Summer of mumbling dios mío, summer of no
stairs, no ascending at all, so we pushed aside
the dining room table, maneuvered in
the King bed. He dreamed below
a cheap chandelier like an anchor
just risen from water, the clear drops caught
Late evening, blue shadows—
I watched TV alone, the volume low. The walls
glowed in Technicolor, sunk to black
between commercials. This is me
stalling, this is me resisting
confession, a June bug thumping
against the window. Another.
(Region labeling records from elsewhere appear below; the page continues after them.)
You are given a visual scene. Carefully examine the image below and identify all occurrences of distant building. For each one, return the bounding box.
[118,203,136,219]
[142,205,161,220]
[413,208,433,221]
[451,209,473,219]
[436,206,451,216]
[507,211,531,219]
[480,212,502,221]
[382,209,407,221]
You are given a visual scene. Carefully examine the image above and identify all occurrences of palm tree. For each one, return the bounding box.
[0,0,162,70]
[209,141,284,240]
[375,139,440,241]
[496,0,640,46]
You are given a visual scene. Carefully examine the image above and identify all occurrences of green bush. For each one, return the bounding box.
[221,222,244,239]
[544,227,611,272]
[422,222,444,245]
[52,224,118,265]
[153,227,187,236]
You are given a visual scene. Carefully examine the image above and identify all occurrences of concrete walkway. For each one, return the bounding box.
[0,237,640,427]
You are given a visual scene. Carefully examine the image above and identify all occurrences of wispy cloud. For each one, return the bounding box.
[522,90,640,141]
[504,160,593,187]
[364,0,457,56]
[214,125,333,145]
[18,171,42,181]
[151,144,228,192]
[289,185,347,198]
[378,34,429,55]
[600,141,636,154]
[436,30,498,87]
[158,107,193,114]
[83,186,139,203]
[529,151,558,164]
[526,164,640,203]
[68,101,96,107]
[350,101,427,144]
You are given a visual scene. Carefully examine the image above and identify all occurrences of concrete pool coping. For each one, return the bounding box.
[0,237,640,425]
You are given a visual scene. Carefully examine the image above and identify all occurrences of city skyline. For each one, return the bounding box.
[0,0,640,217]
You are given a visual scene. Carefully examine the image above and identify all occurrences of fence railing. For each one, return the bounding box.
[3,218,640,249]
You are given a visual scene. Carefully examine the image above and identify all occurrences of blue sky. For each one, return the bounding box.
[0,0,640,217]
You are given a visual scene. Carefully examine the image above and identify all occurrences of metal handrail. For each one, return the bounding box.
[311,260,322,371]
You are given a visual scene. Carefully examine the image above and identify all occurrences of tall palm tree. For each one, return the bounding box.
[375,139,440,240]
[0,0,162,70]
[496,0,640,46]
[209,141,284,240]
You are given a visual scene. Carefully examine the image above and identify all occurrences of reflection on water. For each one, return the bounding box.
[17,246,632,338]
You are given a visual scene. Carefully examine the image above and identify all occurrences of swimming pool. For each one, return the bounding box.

This is me
couch-sprawled, this is
the sound of my grandfather
groaning, the chiseled anguish on his face
surfacing from the darkness
of the foyer. This is him limping
to the bathroom with fire
in his knee, glass in his knee, a labored
breathing. Do you see him? Do you see
the boy, frozen in the ancient light
of suffering?
I want to go back,
yank him to his feet. I want to tell him
about shame, that heavy
red bird, how long it lives in the mind,
the heart, years, decades, the weight
of it when it settles down, turning
your whole body into its perch.
That boy, I would make him listen.
And he would go to him—his mother’s father,
his blood and root—and offer
a lifted arm, curved
like the end of a banister rail.

How frightened I was then, and how foolish
I am now, thinking this admission
would reconcile myself
with my younger self.
That boy. This long silence
between us. This guilt he brought to me.